Спирька убежал, повар спросил Глеба:
— Поди, и перо понадобится, князь? Писать-то чем будешь?
— Да, да, и перо.
— У меня есть несколько крыл гусиных в запечье, я имя золу подметаю. Эти в самый раз будут.
— Хорошо. Приготовь.
— Завтра все будет, князь, и чернила и перо.
Долго раздумывал Глеб над своим положением. Послан княжить, а оказался едва ли не заточником в собственном уделе, только что не в поруб заперт, а у речки сидит. И Неведомо, сколько так пробудет здесь? Посоветоваться не с кем. С отроками? Так они радехоньки, что дорвались до рыбалки и охоты. Уже и вепря завалили, уток таскают, рыбу приносят ведрами. Ягоды собирают, грибы. Иногда и песни поют. Веселятся. Но Глебу что-то не весело.

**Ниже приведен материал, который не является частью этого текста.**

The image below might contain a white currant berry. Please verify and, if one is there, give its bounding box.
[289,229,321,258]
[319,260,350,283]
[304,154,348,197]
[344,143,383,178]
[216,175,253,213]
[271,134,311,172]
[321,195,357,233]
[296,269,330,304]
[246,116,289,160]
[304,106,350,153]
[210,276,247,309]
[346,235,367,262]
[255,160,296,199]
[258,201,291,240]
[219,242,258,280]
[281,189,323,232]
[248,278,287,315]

Думает, думает иной раз до ломоты в косицах [104] : что делать? Как быть?
104
Косица — здесь: висок.
Посоветовался с Моисеем и Фролом, как наиболее близкими и неглупыми гриднями.
— Напиши, Глеб Владимирович, грамоту отцу, — подсказал Фрол. — Обскажи как и что. Спроси, что делать? Великий князь может на Муром и рать наслать, примучить муромчан.
— Не хотелось бы примучивать, чай, мои данники. Миром бы хотелось.
— Ну раз не получается миром, раз не хотят они…
— А как ты думаешь, Моисей?
— Думаю, князь, Фрол дело говорит. Надо, чтоб великий князь узнал об этом.